Haber: Kasım Aydın / İstanbul Ses
5 Ağustos 2024’te yaptığı açıklamada Türkiye’nin en önemli meselesi olan Kürt sorununun demokratik yollarla çözülebileceğine dikkat çeken Bitliskon Konfederasyonu Genel Başkanı Emrah Taşar’ın sözleri, bugün çok daha anlamlı bir noktaya ulaştı.
2024 yazında yaptığı açıklamayla toplumsal barışın zeminini işaret eden Emrah Taşar, “Kürt sorununun çözülmesiyle birlikte Türkiye halklarının tamamının sorunları çözülmüş olacaktır” diyerek sadece Kürt halkını değil, 85 milyon yurttaşı ilgilendiren bir demokrasi ve adalet vurgusu yapmıştı.
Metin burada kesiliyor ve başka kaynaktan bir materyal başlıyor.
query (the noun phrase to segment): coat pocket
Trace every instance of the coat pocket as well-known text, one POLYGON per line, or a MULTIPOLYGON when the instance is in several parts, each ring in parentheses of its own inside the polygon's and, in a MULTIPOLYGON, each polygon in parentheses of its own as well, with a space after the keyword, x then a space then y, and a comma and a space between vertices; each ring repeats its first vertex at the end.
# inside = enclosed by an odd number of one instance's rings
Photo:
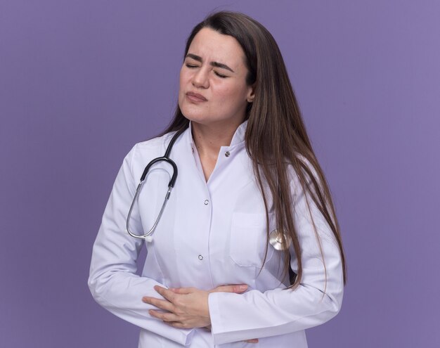
MULTIPOLYGON (((269 228, 273 221, 269 214, 269 228)), ((273 247, 268 244, 264 213, 235 212, 232 216, 230 256, 238 266, 261 268, 271 259, 273 247), (267 247, 266 247, 267 246, 267 247)))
Bir yıl önce sosyal medya hesabından yaptığı bu paylaşımda Taşar, meseleyi yalnızca ulusal değil, aynı zamanda uluslararası bir düzlemde de ele alarak şu ifadeleri kullanmıştı:
“Türkiye’nin en önemli meselesi Kürt sorunudur.
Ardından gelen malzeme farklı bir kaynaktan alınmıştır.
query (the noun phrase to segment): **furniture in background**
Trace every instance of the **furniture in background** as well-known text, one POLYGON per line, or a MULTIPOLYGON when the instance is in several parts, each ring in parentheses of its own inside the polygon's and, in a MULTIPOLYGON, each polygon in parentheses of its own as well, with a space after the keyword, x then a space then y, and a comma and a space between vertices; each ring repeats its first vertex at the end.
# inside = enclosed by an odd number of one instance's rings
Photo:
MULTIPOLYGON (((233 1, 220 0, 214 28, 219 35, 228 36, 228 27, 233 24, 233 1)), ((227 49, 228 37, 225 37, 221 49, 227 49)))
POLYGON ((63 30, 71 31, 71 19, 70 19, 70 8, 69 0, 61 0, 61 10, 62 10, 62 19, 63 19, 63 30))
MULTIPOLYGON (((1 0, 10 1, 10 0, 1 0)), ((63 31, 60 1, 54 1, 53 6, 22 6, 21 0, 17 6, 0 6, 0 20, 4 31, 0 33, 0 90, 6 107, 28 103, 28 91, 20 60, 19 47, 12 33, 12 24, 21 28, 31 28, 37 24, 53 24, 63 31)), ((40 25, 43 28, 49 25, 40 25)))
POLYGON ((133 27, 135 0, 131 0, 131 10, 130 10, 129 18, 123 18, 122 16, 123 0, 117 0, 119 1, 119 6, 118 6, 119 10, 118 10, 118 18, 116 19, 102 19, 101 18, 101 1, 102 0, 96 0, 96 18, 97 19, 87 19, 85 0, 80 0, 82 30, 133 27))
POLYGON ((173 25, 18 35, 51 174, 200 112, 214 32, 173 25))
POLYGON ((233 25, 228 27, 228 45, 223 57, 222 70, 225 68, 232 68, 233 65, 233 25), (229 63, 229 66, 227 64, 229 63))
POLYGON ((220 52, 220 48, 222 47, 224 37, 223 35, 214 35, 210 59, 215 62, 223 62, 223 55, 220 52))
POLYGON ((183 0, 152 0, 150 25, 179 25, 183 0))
Kürt sorununun çözülmesiyle birlikte Türkiye halklarının tamamının sorunları çözülmüş olacaktır.
Demokrasi, insan hakları, adalet ve hukuk kavramları sadece Kürt’leri değil, ülkede yaşayan 85 milyon yurttaşın tamamını ilgilendiren temel kavramlardır.
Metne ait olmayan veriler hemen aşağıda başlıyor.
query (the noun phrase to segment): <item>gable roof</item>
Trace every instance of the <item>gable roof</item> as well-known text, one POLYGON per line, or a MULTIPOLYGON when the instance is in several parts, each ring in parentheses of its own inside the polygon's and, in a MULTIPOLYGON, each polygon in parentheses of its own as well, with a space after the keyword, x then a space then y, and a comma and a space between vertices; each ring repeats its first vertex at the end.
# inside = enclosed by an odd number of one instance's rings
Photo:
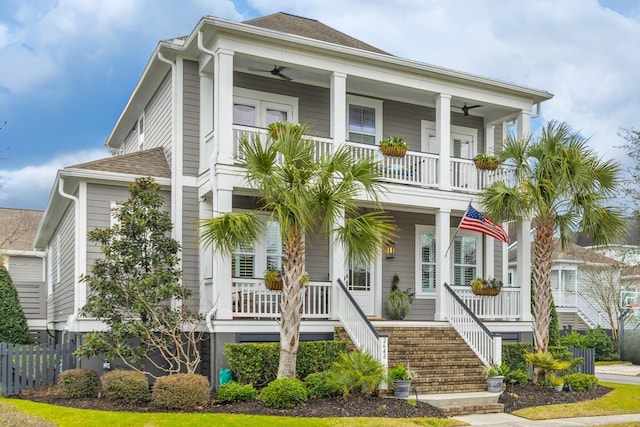
POLYGON ((368 50, 370 52, 390 55, 384 50, 378 49, 375 46, 371 46, 370 44, 331 28, 320 21, 284 12, 251 19, 249 21, 244 21, 243 23, 287 34, 294 34, 297 36, 308 37, 310 39, 335 43, 341 46, 354 47, 357 49, 368 50))
POLYGON ((42 211, 0 208, 0 246, 4 250, 31 251, 42 211))
POLYGON ((69 166, 65 169, 88 169, 101 172, 171 178, 171 168, 162 147, 107 157, 69 166))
21. Yüzyılda uluslararası bir boyut kazanan Kürt meselesi Türkiye açısından hâlâ çözülebilir bir noktadadır.
O noktadan uzaklaşmadan ve uluslararası güçler meseleye müdahil olmadan Türkiye bu meseleyi demokratik yöntemlerle kendi içinde çözmelidir.
Dinamik Ortadoğu coğrafyasında kritik bir aktör haline gelen Kürt’lerle ittifak yapılması Türkiye’yi önemli bir güç haline getirecektir.”
Bugün Geldiğimiz Nokta
2025 yazında; çatışmasızlık sürecinin sürmesi, toplumsal aktörlerin yeniden bir diyalog zemininde buluşmaya başlaması ve demokratik haklar konusunda atılan adımlar, Taşar’ın o dönem “henüz çok geç değil” uyarısını ne kadar yerinde yaptığını gözler önüne seriyor.
Toplumun farklı kesimlerinden de destek bulan bu yaklaşım, bir yıl önce dillendirilen önerilerin bugün hem sivil toplumda hem de siyasi aktörler arasında karşılık bulduğunu gösteriyor.